Sen. Dan Sullivan (R-AK) said on Sunday that President Joe Biden “doesn’t have the authority” to limit new oil and gas leasing on federal petroleum reserves in Alaska. He was responding to the Democratic administration’s plan to protect the environment.
“Leaders of the North Slope of Alaska were unanimously against this,” Sullivan said on Sunday. He also said that Biden wasn’t being honest about what Alaska Native communities wanted when it came to the new rule on oil and gas leasing. The Biden administration finalized a rule on Friday that stops new fossil fuel leases on almost half of Alaska’s National Petroleum Reserve. Sullivan’s words come just a few days after that.
Biden praised the limits in a statement released on Friday, saying, “I am proud that my Administration is taking action to protect more than 13 million acres in the Western Arctic and to honor the culture, history, and timeless wisdom of Alaska Natives who have lived on and cared for these lands since the beginning of time.”
There are more than 23 million acres of public land in the reserve. It was set up in the 1920s as an underground oil supply for the U.S. Navy in case of a disaster. Also, the ConocoPhillips-owned Willow project has moved there. This is an oil drilling project that has upset some environmentalists.
Saying on CBS News’ Face the Nation on Sunday, “As I say, [it’s] national security suicide,” Sullivan said, calling it “a lie” for the Biden administration to say that Alaska’s native people wanted the new rule against drilling.
“That’s not true. “Go see what the native Alaskans from my part of the state said,” Sullivan said. “It’s against the law, and he doesn’t have the power to do it.”
A Voice of the Arctic Iñupiat President named Nagruk Harcharek said on Friday that Biden’s final rule “does not reflect the wishes of our communities.” The decision to stop drilling, according to Harcharek, will “hurt the very residents the federal government claims to help by rolling back years of progress, making our communities poor, and putting our Iñupiaq culture at risk.”
On Friday, the Biden administration also moved to stop the building of an Ambler road in the Alaskan wilderness that was approved by the Trump government.
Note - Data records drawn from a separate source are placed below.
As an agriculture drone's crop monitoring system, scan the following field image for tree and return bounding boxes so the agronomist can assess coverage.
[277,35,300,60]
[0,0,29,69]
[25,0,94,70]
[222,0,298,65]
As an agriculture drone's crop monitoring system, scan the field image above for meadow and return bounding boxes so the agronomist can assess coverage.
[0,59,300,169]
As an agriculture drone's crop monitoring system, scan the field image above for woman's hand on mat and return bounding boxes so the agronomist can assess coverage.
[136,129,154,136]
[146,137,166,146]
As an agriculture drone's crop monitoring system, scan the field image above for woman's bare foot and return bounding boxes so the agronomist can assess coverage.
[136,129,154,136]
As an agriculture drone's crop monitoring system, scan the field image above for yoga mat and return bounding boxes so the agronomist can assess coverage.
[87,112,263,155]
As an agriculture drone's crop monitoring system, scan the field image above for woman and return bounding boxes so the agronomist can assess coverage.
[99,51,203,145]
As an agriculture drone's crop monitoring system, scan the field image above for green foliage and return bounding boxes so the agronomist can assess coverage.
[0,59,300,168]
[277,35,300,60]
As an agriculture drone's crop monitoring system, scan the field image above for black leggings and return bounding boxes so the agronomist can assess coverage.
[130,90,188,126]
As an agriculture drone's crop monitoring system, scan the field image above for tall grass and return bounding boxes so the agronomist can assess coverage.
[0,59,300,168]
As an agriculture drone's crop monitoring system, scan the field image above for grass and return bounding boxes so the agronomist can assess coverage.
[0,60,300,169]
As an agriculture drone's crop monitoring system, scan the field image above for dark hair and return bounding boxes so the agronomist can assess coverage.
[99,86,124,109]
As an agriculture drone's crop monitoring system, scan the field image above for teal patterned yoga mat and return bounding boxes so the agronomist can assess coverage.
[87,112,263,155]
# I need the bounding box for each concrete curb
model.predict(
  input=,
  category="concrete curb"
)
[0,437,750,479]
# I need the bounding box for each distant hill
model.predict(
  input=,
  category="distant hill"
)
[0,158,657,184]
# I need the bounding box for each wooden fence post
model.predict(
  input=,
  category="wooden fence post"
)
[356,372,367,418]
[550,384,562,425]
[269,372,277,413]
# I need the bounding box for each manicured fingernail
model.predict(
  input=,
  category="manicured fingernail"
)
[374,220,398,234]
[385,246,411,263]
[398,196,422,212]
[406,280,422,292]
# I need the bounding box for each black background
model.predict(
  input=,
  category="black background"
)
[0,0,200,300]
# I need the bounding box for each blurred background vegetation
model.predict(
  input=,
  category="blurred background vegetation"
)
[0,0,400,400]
If the road is built, it will make it easier for people to get to a planned copper and zinc mine. When Biden was in charge of the Interior Department, it said it wanted “no action” to be taken on the mine, which blocked the road’s access to government land.
Biden’s Alaska conservation plan, according to Interior Sec. Deb Haaland, would “underscore our commitment to ensure that places too special to develop remain intact for the communities and species that rely on them.” Haaland was the first Native American to serve as Cabinet secretary, which made history.
However, Sullivan said that Alaskan Natives “tried to meet with Secretary Haaland, but she wouldn’t meet with them.” He also said, “They’re very upset right now.”
“And the president was canceling their voices and now stealing their voices, it was really a despicable move,” he said.